Mel Brooks, satirist extraordinaire, will receive the American Film Institute's Life Achievement Award, the organization said Friday.
In a career that has stretched across six decades, from Broadway to Hollywood, Brooks has deftly interwoven sophisticated wordplay and jokes about flatulence in such films as "Blazing Saddles," "Spaceballs" and "Young Frankenstein." He won an Oscar for his screenplay to the 1968 film version of "The Producers."
He has been largely absent from the screen in recent years and is best known to a younger generation for his musical adaptation of "The Producers" — an uproarious box office smash that netted him several Tony Awards. He also turned up on "Curb Your Enthusiasm" in 2004, when the focus of the season was on Larry David appearing in "The Producers."
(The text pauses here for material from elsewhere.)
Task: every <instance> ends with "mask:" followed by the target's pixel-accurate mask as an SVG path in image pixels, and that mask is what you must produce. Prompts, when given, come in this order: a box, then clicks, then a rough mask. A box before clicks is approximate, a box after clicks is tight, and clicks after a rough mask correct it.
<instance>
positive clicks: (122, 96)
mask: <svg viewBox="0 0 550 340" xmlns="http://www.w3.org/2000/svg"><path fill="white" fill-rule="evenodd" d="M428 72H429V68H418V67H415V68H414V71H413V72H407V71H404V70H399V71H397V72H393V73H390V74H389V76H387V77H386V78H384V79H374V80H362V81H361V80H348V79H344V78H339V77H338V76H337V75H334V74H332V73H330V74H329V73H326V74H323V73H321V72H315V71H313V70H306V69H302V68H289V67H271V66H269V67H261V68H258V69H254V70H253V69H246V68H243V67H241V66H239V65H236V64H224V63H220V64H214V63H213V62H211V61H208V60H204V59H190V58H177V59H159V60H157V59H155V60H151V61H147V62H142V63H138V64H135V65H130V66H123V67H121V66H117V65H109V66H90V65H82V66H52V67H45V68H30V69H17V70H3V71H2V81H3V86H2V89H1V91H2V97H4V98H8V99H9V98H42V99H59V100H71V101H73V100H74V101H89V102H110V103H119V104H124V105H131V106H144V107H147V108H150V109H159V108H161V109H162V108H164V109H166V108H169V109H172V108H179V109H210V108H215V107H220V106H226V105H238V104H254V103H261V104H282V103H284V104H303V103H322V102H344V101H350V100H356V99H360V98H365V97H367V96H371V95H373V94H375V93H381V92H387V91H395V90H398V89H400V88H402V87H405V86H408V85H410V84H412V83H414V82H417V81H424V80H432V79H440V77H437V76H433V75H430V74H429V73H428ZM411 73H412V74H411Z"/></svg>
"Mel Brooks is America's long-reigning king of comedy — as he taught us long ago, it's good to be the king," Howard Stringer, chairman of AFI's board of trustees, said in a statement. "He's a master of an art form that rarely gets the respect it deserves, and it's AFI's honor to shine a bright light on laughter by presenting Mel Brooks the 41st AFI Life Achievement Award."
Brooks joins a list of stars and directors including Clint Eastwood, Jack Nicholson, Barbra Streisand, Tom Hanks, Sean Connery, Warren Beatty, Steven Spielberg, John Ford and Fred Astaire. Shirley Maclaine received the award last year. The award, considered one of the industry's highest honors, rarely goes to a comedian.
As a producer, Brooks favored more dramatic fare, backing David Lynch's Oscar-nominated "The Elephant Man," a 1980 biopic about the severely deformed Joseph Merrick.
Brooks will receive the award at a gala tribute in Los Angeles on June 6, 2013. The ceremony will be broadcast on TNT.